No obstante, Macri exageró al explotar su popularidad con los inversionistas. Pedía préstamos de manera exuberante, incluso mientras causaba el disgusto de los pobres con recortes a los programas del gobierno. Su atracón de deuda combinado con otra recesión obligó al país a someterse a la máxima humillación: solicitar al FMI que le tendiera la mano.

En las elecciones de hace dos años, los votantes rechazaron a Macri y ascendieron al poder a Fernández, un peronista. Algunas personas sugirieron que Fernández podría mantener una posición amarga con los acreedores, incluido el FMI. Sin embargo, la administración de Fernández ha demostrado ser pragmática, al ganar la confianza del FMI mientras mantiene la ayuda para los pobres.

“Tenemos que evitar seguir los patrones del pasado que hicieron tanto daño”, dijo Guzmán en una entrevista. “Queremos ser constructivos y resolver estos problemas de una manera que funcione”.

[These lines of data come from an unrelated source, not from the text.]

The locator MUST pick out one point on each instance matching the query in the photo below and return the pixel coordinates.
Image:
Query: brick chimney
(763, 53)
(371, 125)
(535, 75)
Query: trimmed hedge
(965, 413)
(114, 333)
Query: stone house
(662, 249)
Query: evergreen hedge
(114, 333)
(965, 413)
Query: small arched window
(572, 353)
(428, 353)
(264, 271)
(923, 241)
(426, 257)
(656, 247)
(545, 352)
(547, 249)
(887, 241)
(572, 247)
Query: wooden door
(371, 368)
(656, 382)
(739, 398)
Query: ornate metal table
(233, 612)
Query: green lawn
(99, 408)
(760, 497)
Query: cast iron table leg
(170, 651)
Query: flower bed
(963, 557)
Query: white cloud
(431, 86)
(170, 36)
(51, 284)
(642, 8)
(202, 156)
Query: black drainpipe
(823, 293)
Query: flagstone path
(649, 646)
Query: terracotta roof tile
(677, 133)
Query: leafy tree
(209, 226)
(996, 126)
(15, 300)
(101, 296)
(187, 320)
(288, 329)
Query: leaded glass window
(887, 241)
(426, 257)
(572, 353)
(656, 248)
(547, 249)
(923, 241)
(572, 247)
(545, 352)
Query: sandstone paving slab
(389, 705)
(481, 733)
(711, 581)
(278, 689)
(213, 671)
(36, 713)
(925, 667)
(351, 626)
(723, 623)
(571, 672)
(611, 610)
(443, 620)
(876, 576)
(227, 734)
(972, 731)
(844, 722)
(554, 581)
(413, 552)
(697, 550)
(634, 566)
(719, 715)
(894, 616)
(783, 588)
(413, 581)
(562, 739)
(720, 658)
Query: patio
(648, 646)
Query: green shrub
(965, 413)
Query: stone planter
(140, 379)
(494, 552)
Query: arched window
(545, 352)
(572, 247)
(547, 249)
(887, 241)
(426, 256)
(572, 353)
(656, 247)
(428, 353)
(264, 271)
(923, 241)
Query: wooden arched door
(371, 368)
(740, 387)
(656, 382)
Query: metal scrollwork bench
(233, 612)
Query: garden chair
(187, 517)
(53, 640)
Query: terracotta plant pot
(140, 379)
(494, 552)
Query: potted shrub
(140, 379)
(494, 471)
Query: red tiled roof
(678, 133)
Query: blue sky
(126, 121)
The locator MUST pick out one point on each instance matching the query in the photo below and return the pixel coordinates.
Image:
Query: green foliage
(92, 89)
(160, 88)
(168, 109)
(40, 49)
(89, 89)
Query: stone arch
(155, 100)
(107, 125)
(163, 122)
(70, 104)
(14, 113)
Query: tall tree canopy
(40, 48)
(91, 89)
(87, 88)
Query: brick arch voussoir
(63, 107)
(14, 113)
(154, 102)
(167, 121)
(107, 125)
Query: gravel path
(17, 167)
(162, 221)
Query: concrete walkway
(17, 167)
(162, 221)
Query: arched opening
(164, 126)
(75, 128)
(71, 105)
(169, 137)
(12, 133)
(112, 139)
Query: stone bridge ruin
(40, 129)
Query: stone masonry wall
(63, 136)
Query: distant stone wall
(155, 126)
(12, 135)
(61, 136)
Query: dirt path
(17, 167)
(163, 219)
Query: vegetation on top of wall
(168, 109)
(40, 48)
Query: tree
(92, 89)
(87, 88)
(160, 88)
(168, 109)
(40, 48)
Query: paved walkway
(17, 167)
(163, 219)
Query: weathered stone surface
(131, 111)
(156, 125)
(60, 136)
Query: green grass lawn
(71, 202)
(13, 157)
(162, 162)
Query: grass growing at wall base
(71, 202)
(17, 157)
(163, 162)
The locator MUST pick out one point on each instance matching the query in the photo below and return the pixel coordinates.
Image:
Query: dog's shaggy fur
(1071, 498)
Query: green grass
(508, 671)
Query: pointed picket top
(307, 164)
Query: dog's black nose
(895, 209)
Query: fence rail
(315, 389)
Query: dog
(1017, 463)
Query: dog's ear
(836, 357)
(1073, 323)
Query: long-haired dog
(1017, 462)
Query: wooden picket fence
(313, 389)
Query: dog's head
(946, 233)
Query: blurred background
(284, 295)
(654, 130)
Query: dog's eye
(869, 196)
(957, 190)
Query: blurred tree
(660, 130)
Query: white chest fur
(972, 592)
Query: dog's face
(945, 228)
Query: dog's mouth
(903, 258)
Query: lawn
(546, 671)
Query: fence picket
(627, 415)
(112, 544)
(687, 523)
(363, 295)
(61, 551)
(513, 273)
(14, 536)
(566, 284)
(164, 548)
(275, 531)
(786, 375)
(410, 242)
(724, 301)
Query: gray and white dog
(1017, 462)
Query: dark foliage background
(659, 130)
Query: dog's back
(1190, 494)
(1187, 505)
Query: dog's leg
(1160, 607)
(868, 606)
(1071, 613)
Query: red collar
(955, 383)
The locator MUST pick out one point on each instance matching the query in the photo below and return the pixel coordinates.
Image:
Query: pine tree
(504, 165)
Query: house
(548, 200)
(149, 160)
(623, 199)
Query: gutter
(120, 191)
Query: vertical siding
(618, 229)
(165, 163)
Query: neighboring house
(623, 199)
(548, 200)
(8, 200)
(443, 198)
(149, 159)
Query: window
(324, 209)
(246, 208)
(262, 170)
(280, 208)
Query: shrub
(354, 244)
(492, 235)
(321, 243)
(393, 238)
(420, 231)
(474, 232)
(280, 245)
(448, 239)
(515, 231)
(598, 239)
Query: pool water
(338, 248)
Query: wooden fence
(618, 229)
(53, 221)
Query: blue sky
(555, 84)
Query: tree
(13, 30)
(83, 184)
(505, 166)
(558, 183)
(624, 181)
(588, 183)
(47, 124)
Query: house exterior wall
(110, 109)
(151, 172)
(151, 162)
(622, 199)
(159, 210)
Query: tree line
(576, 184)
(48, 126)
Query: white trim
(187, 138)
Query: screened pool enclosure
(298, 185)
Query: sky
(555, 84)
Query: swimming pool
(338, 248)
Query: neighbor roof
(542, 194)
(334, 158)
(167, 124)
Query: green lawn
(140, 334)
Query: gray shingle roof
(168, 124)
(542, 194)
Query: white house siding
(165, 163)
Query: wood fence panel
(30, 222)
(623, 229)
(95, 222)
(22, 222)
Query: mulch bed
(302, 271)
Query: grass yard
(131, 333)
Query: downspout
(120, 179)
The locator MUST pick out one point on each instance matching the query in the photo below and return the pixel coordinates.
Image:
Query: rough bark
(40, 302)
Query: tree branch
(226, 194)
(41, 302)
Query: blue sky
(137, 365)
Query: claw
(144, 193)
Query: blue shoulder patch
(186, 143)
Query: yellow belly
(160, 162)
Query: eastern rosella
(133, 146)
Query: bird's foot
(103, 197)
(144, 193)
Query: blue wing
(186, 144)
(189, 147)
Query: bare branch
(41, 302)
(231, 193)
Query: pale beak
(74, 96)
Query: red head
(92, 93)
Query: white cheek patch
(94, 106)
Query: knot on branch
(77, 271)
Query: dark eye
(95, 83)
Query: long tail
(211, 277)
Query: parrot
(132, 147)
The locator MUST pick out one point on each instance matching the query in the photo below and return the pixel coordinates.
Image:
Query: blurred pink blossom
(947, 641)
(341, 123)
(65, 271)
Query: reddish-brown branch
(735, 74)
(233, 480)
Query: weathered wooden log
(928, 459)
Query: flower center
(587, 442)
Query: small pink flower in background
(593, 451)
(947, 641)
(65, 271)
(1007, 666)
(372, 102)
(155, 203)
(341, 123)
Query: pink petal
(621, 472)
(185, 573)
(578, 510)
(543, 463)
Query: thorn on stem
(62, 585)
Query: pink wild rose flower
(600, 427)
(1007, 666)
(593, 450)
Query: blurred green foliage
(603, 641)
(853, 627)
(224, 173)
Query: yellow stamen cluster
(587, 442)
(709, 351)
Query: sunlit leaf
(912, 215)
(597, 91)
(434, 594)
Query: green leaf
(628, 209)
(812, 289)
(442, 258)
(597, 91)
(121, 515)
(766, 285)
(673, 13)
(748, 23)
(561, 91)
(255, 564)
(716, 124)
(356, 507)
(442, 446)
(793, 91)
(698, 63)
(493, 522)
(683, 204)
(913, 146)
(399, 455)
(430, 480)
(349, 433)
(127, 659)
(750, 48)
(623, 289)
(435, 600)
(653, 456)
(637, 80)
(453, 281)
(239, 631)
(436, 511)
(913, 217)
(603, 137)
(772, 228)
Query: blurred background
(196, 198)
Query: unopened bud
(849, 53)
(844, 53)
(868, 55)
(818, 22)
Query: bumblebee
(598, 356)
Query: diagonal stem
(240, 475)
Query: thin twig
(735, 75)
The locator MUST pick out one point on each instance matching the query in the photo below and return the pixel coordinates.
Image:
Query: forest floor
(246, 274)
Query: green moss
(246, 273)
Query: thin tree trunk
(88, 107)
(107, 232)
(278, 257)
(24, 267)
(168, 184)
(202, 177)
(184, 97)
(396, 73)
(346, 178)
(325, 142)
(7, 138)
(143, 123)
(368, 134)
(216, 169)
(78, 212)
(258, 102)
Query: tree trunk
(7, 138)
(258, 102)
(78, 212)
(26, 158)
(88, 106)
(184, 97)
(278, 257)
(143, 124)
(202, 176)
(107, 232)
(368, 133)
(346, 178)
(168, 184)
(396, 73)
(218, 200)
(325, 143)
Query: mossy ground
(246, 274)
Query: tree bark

El problema más pernicioso sigue siendo la inflación, una realidad que afecta a negocios y hogares, que se suma a las presiones de los pobres a través de precios más altos de los alimentos.

En el barrio pobre en las afueras del sur de Buenos Aires, la pareja de Huanca hace poco había obtenido de nuevo su antiguo trabajo en el club nocturno, pero los precios al alza de los alimentos y el combustible habían disminuido de manera efectiva sus ingresos.

Entonces, llegó una nueva ola de casos de COVID-19 a su vecindario. El gobierno impuso nuevas restricciones en medio de las preocupaciones por las variantes que se propagan con rapidez en el vecino Brasil. El empleador de su pareja redujo sus horas y recortó su pago a la mitad.

“Tengo miedo de qué pueda pasar ahora”, dijo ella. “Todos estamos muy preocupados”.